Abbreviations

abbreviation expansion punctuation phrase-level encoding
abbr expan abbr expan choice

Encoding of abbreviations using abbr, including a list of common abbreviations which are not tagged, and treatment of punctuation

Abbreviations are one of several textual features in which two readings are captured: in this case, the abbreviation and its expansion. For purposes of this discussion, we consider abbreviations to include acronyms, contractions, brevigraphs, and any other cases where a shorter form of a word or phrase has been substituted for a longer form.

There is a wide range of textual features which can be loosely classed as some kind of abbreviation: some have become so firmly embedded in the language that they are never seen in expanded form and in fact their expanded form may be completely unfamiliar to readers (for instance, viz. for videlicet). Others have expansions so obvious that providing them explicitly is hardly useful (for instance, the expansion of p. to page). Somewhere in the middle lie the abbreviations whose expansion is likely to be helpful to readers. You should take stock of what kinds of abbreviations you have in your text, and which ones it makes sense to bother encoding. Common abbreviations which will never need expanding and whose meaning is clear to a modern reader (such as Mr., Dr., etc., NB, Ave., can’t, and so forth) probably need not be encoded at all. In very early texts, the use of macrons and other marks to indicate omitted letters or contractions should be encoded as abbreviations to permit consistent searching. (See Encoding brevigraphs for more detail.)

In general it makes sense to encode abbreviations at the level of granularity at which they will be expanded: in other words, expand an entire abbreviation as a unit rather expanding its component pieces. So for instance the word fo’c’s’le should be encoded (in P5) as

<choice>
<abbr>fo’c’s’le</abbr>
<expan>forecastle</expan>
</choice>

rather than

fo
<choice>
   <abbr>‘</abbr>
   <expan>re</expan>
</choice>
c
<choice>
   <abbr>’</abbr>
   <expan>a</expan>
</choice>
s
<choice>
   <abbr>’</abbr>
   <expan>t</expan>
</choice>
le

Abbreviations in P4

In P4, the TEI provides two choices for encoding such features, one which foregrounds the abbreviated form and one which foregrounds the expanded form. The two examples below show exactly the same information, but with a different textual emphasis:

I spoke to the <abbr expan="Duchess">D.</abbr> this morning.

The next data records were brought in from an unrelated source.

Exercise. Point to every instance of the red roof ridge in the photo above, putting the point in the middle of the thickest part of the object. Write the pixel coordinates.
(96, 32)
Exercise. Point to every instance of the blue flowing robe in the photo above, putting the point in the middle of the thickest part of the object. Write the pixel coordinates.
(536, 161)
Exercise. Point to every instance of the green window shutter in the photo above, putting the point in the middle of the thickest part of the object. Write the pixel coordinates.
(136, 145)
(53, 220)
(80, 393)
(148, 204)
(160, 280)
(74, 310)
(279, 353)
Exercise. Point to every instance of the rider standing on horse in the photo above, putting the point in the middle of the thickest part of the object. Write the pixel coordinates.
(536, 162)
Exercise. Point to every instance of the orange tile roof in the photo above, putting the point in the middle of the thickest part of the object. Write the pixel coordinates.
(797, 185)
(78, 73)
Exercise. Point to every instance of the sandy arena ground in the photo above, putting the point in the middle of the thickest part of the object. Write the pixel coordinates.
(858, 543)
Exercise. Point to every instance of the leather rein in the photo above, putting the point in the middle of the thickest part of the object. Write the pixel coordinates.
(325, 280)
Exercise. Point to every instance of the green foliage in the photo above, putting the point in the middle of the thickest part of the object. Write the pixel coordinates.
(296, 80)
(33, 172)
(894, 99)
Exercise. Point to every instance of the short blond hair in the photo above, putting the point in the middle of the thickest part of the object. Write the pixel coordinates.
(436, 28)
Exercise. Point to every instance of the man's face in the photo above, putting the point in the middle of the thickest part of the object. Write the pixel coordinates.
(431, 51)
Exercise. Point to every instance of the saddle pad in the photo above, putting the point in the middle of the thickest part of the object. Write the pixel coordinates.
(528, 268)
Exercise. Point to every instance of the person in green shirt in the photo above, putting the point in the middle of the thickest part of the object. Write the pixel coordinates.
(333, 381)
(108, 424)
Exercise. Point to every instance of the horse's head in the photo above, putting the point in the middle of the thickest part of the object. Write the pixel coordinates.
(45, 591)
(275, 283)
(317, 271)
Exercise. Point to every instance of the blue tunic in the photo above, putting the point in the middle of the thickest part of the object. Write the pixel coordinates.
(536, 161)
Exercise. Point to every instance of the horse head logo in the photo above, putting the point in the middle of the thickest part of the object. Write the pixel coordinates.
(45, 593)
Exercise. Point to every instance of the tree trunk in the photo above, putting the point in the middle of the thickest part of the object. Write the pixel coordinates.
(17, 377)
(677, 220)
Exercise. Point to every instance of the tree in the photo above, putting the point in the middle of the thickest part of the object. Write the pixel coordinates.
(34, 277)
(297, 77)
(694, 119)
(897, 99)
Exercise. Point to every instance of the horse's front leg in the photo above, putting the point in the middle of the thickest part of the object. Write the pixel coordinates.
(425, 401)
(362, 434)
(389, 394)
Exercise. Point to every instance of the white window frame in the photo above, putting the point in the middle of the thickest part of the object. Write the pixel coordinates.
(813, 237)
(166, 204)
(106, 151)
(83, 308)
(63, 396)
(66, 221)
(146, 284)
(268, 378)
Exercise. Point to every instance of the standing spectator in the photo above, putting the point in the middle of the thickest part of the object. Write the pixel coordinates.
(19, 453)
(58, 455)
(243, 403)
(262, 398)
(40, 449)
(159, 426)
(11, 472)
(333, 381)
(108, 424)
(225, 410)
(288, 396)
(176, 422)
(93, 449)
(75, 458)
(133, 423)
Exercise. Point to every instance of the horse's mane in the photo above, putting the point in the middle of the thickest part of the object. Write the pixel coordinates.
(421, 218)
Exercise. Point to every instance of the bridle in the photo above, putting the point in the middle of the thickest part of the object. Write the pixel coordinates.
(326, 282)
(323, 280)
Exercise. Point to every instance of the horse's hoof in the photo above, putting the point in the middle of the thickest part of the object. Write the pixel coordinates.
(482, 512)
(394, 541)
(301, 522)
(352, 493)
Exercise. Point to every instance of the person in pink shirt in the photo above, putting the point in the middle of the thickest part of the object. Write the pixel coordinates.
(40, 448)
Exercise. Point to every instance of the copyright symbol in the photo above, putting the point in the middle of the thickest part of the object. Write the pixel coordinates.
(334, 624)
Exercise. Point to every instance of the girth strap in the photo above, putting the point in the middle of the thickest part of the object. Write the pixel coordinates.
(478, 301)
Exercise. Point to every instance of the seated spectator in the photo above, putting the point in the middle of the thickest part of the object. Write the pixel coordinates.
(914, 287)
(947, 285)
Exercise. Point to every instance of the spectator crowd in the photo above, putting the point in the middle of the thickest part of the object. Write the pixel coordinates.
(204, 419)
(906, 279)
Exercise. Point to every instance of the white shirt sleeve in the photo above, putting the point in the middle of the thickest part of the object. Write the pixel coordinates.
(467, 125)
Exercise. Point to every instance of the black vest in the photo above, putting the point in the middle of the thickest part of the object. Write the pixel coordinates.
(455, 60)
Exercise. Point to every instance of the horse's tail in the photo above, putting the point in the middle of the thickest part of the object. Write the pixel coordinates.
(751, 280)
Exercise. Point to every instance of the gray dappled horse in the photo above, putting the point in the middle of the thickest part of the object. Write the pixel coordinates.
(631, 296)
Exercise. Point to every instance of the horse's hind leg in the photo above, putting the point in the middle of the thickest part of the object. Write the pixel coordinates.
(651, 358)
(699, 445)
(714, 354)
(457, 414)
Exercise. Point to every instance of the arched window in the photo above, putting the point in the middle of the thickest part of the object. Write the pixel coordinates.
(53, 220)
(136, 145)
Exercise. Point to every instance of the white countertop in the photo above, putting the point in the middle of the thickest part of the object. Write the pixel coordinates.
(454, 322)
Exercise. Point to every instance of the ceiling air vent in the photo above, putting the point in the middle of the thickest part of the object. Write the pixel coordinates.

I spoke to the <expan abbr="D.">Duchess</expan> this morning.

For most text encoding projects dealing with early printed texts, it is quite reasonable to give primacy to the source text as in the first case, and to treat it as an archival text to be presented unchanged to the reader. The function of the encoding is thus to provide elucidation in cases where the abbreviation is so obscure that a modern reader will be stumped, or where providing an expansion will allow for much better retrieval.

For some projects, notably documentary editing projects and others whose goal is to present a readable text to the reader (with the source text as a backup in case of questions), it may make more sense to treat the encoding as a regularization process as in the second case, and to use expan to foreground the reader-friendly reading, with the abbr attribute carrying the source reading in case it is needed.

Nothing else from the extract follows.